Studies with zero events in both arms. When both arms have zero events, the relative measures (OR and RR) are not defined. These studies are usually excluded from the analysis as they do not provide information on the direction and magnitude of the effect size.^{25,38} Others consider including studies without events in the analyses to be important and choose to include them using correction factors.^{41,42} Inferential changes were observed when including studies without events^{41} but the DerSimonian and Laird approach and RD^{41} were used, which have been shown to have poor performance for rare events.^{25}
We recommend that studies with zero events in both arms should be excluded from metaanalyses of OR and RR. The Peto method, fixed effects logistic regression (Bayesian or not), and the MantelHaenszel method effectively exclude these studies from the analysis by assigning them zero weight.
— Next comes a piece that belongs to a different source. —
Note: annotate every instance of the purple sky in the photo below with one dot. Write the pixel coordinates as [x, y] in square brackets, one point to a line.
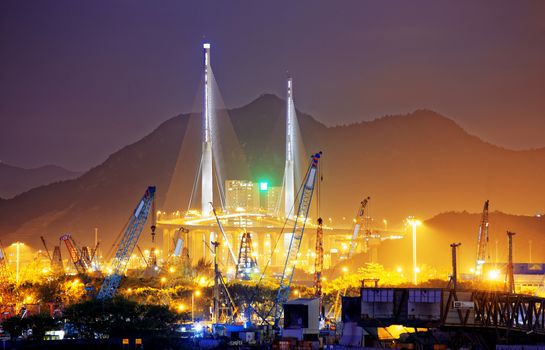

Instead, the excluded studies could be qualitatively summarized, as in the hypothetical example below (Table 1), by providing information on the confidence intervals for the proportion of events in each arm. On the other hand, when the investigators estimate a combined control event rate, the zero events studies should be included, and we recommend the random effects logistic model that directly models the binomial distribution.^{43}
Intervention A  Intervention B  

Studies with zero events in both arms  Counts  One sided 97.5% exact confidence interval for the proportion of events  Counts  One sided 97.5% exact confidence interval for the proportion of events 
Study 1  0/10  (0, 0.31)  0/20  (0, 0.168) 
Study 2  0/100  (0, 0.036)  0/500  (0, 0.007) 
Study 3  0/1000  (0, 0.004)  0/1000  (0, 0.004) 
Bayesian Methods
Both fixed and random effects models have been developed within a Bayesian framework for various types of outcomes. The Bayesian fixed effects model provides good estimates when events are rare for binary data.^{38} When the prior distributions are vague, Bayesian estimates are usually similar to estimates using the above methods, though choice of vague priors could lead to a marked variation in the Bayesian estimate of betweenstudy variance when the number of studies is small.^{44} Bayesian random models properly account for the uncertainty in the estimate of betweenstudy variance.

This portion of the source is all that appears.